We need to keep calm and carry on.
Fact: No law requires a conclusive result on Election Day. No state provides one. Any vote totals released are unofficial, subject to formal canvassing procedures in days to follow and to recounts if the returns are very close.
Fact: Contrary to the president’s propaganda, 19 states allow late-arriving mailed ballots to be counted if postmarked on or before Election Day. Most provide specific extensions for ballots from service members and other citizens overseas.
Fact: The Supreme Court’s historical preference is to allow the states to conduct and count their elections with minimal interference. The 2000 election was an outlier that the court stressed would not serve as a precedent.
The advice to keep calm and carry on applies to everyone — not just anti-Trump voters who are eager to have the election over and him gone. His more militant supporters need to cool it, too.
It is much to be hoped that the returns become sufficiently decisive, one way or the other, for both campaigns to accept the verdict of the people without asking the courts to overturn it.

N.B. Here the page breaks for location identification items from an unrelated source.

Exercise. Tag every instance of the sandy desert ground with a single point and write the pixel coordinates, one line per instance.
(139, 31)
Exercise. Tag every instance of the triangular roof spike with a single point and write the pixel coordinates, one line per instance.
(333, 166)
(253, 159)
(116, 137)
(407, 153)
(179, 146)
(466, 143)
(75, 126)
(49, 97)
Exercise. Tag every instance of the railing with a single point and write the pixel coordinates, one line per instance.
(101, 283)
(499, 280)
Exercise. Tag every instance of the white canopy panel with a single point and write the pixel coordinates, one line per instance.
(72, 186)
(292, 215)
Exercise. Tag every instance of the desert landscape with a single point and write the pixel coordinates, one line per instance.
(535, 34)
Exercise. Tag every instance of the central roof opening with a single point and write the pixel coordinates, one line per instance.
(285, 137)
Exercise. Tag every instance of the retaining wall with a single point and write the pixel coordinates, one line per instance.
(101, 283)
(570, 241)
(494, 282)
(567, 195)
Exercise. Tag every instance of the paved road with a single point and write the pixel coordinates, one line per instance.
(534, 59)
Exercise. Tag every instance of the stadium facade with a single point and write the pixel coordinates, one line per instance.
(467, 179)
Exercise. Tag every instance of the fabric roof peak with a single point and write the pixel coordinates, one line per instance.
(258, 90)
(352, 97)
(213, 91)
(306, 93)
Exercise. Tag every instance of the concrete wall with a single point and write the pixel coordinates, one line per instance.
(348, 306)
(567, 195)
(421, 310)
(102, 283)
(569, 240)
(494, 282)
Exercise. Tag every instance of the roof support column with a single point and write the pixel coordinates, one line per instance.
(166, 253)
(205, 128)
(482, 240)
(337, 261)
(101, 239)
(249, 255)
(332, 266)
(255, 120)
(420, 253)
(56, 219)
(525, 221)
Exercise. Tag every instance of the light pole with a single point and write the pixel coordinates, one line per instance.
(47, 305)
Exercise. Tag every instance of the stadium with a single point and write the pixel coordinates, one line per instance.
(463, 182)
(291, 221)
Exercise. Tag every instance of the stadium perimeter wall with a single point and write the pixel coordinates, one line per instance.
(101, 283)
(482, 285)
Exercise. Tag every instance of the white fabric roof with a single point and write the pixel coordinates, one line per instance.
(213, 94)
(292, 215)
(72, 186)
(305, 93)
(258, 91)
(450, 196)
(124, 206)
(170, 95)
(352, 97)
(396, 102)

Only once, 20 years ago, did an election go to the Supreme Court, and that involved a genuine issue over a primitive system of punch-card voting in Florida. Had the state’s vote not been infinitely close, neither candidate would have mustered a battalion of lawyers.
It is too early to know whether there will be any such cliffhanger outcomes in critical swing states to precipitate litigation this time. Chief Justice John Roberts has said with sincerity that there are no Republican judges or Democratic judges, only judges.

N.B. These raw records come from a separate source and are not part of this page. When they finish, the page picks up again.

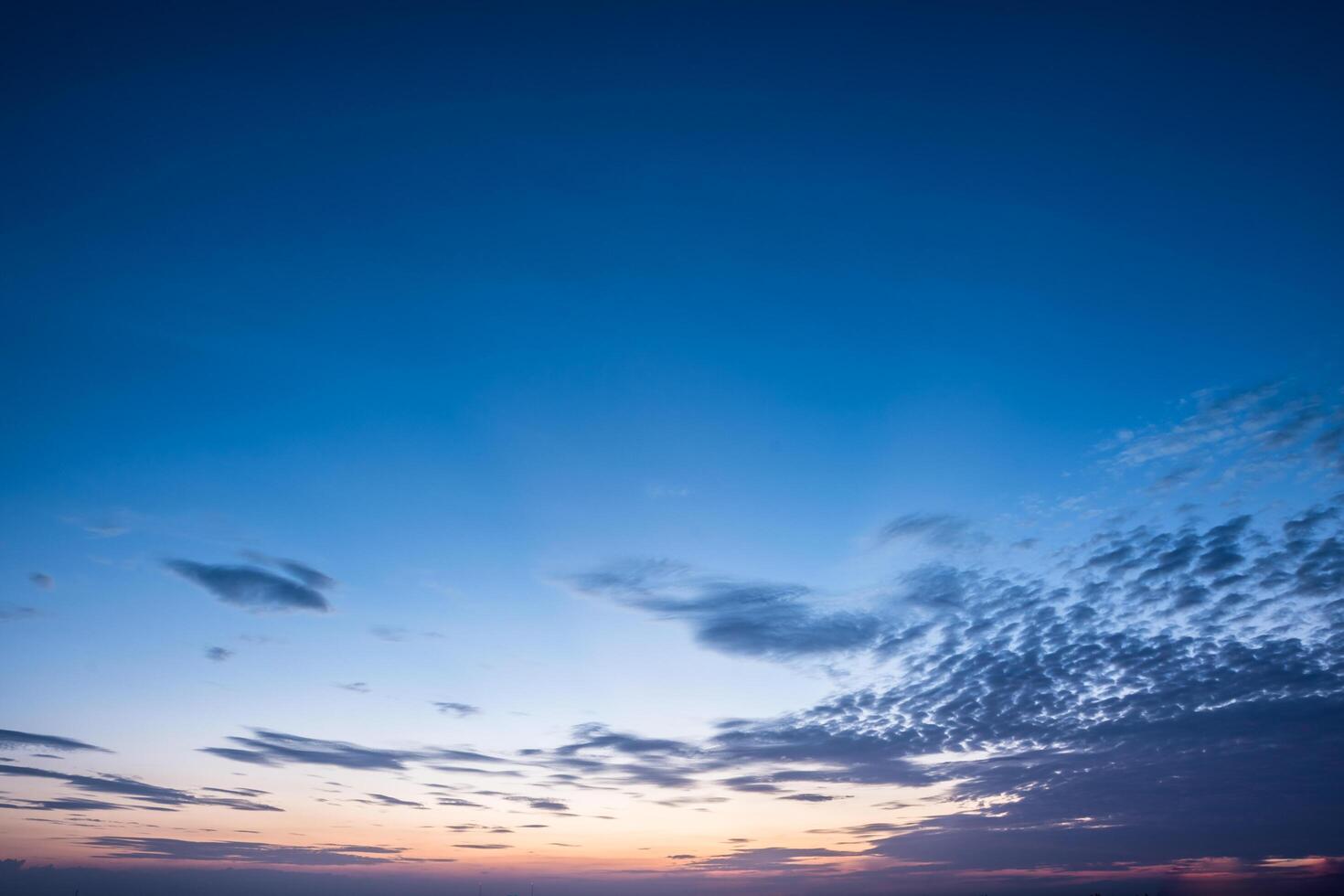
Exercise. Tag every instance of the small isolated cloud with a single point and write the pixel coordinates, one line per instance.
(383, 799)
(483, 845)
(302, 571)
(249, 587)
(26, 741)
(460, 709)
(542, 805)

Another concern is that Republican legislatures in swing states such as Michigan, Wisconsin and Florida might subvert the people’s decisions by appointing the electors themselves.

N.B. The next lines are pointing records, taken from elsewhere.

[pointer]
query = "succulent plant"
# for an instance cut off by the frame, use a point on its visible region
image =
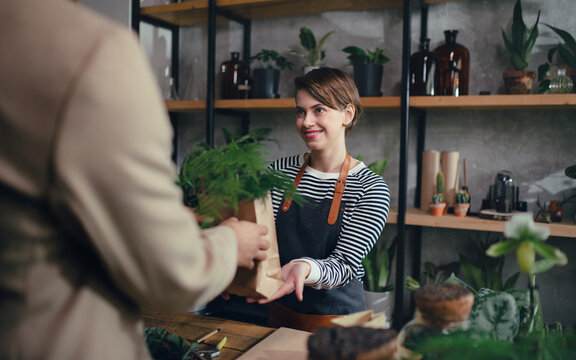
(462, 197)
(438, 197)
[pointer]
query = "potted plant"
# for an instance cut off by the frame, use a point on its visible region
(314, 51)
(368, 69)
(378, 266)
(566, 53)
(462, 203)
(266, 77)
(438, 205)
(519, 44)
(215, 181)
(376, 281)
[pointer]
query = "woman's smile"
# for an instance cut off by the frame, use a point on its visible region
(311, 134)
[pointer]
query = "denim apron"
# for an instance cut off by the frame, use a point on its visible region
(305, 232)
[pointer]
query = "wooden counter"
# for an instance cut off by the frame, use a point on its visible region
(240, 336)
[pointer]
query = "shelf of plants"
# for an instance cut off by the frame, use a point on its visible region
(472, 102)
(419, 217)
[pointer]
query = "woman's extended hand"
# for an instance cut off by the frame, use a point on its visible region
(294, 274)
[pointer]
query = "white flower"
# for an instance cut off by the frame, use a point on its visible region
(521, 225)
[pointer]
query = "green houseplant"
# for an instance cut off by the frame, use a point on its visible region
(215, 180)
(314, 51)
(368, 68)
(519, 45)
(566, 53)
(438, 205)
(462, 203)
(378, 266)
(266, 76)
(507, 323)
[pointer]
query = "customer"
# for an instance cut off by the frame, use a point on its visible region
(322, 244)
(92, 227)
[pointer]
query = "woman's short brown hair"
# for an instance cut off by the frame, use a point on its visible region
(333, 88)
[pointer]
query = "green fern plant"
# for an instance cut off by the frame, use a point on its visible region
(215, 180)
(314, 50)
(357, 55)
(521, 40)
(567, 53)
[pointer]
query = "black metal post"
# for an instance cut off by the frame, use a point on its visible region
(211, 70)
(135, 16)
(403, 175)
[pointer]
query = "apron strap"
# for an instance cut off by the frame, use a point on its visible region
(338, 190)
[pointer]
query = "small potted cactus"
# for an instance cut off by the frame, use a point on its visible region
(438, 205)
(462, 203)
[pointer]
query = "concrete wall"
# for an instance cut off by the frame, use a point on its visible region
(536, 146)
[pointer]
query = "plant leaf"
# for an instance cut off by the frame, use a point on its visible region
(501, 248)
(550, 252)
(541, 266)
(307, 39)
(571, 171)
(496, 312)
(568, 39)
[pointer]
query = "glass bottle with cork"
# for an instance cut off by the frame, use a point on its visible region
(235, 80)
(453, 66)
(423, 71)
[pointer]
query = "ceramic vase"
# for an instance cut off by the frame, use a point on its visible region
(461, 210)
(437, 209)
(519, 82)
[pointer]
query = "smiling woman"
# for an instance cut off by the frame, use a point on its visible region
(322, 242)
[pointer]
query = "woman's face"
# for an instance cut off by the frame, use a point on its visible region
(321, 127)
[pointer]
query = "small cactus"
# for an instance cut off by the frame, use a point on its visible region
(439, 196)
(461, 197)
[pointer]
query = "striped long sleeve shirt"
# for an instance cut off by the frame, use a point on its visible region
(366, 202)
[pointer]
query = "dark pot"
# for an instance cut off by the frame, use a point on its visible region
(265, 83)
(368, 79)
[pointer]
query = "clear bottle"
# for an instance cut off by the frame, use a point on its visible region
(560, 83)
(453, 66)
(440, 310)
(423, 71)
(234, 78)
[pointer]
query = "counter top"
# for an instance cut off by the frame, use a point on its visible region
(240, 336)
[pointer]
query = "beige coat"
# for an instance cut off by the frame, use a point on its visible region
(91, 223)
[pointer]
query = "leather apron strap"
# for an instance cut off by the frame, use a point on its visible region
(338, 189)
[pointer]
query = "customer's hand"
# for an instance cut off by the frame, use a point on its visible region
(251, 245)
(294, 274)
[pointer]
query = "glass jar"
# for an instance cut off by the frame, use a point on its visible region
(440, 310)
(234, 78)
(423, 71)
(453, 66)
(560, 83)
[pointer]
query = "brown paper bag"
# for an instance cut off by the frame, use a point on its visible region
(366, 318)
(266, 276)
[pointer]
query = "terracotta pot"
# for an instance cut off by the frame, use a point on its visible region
(519, 82)
(437, 209)
(461, 210)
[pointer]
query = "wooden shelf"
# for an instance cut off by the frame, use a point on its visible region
(419, 217)
(472, 102)
(494, 102)
(196, 11)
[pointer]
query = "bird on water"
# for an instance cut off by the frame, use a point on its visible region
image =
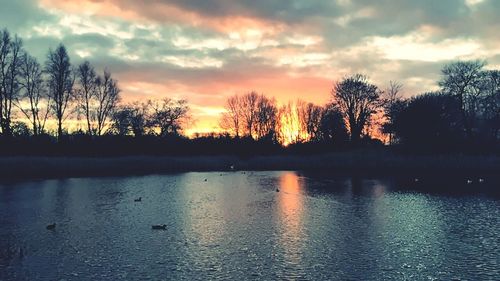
(159, 226)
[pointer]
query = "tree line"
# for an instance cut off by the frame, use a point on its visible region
(58, 90)
(464, 110)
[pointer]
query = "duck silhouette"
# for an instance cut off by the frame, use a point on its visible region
(159, 226)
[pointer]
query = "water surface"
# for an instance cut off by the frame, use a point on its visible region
(237, 226)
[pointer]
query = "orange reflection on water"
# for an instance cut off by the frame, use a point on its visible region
(292, 232)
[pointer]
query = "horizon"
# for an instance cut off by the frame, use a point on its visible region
(207, 52)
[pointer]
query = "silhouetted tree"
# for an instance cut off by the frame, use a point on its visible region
(392, 104)
(231, 118)
(60, 80)
(86, 91)
(34, 93)
(131, 118)
(168, 115)
(267, 117)
(10, 62)
(432, 119)
(357, 100)
(464, 79)
(332, 125)
(106, 99)
(289, 127)
(310, 119)
(249, 108)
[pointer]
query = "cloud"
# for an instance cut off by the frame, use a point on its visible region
(207, 50)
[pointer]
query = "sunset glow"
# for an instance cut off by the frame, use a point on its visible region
(207, 51)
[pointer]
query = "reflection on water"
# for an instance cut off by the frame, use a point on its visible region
(292, 234)
(237, 226)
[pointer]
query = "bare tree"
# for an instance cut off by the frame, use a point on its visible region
(391, 103)
(10, 62)
(267, 113)
(34, 94)
(249, 103)
(289, 125)
(357, 99)
(231, 118)
(86, 91)
(463, 79)
(168, 115)
(107, 96)
(310, 119)
(60, 80)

There are many conceivable ways to delay the certification of votes in critical states as a means of preventing anyone from having 270 electoral votes cast and countable by the key legal and constitutional deadlines. Those are: Dec. 8 for states to make their counts final, Dec. 14 for the electors to vote in their home states, Jan. 6 for Congress to convene in joint session to count the electoral votes and declare the winners, and Jan. 20 for the inauguration of the president and vice president.
Which party controls the houses of Congress will be critical.
One danger is that state court actions could delay enough final vote certifications to prevent an electoral majority. In that event the House would elect the president, the Senate the vice president. The House would vote by state delegations; the Republicans presently control a majority of those, though less than a majority of the total membership. In the Senate, the vote for vice president would be by a simple majority of all the members. That could lead to a president of one party, a vice president of another, and all the games could backfire if the Congress cannot agree by Jan. 20, the Constitution’s absolute deadline. The House Speaker would become acting president.
What this all means is that the role of the American people — the great majority who crave open, honest and fairly counted elections — did not end when the polls closed Tuesday.
Now, we need to bear down on our state legislators, members of Congress and, yes, our judges, to insist that the election be decided in the normal ways that have served us well for so long. Anything else is a clear and present danger to government of the people, for the people and by the people.
Most of all, everyone needs to keep calm and carry on.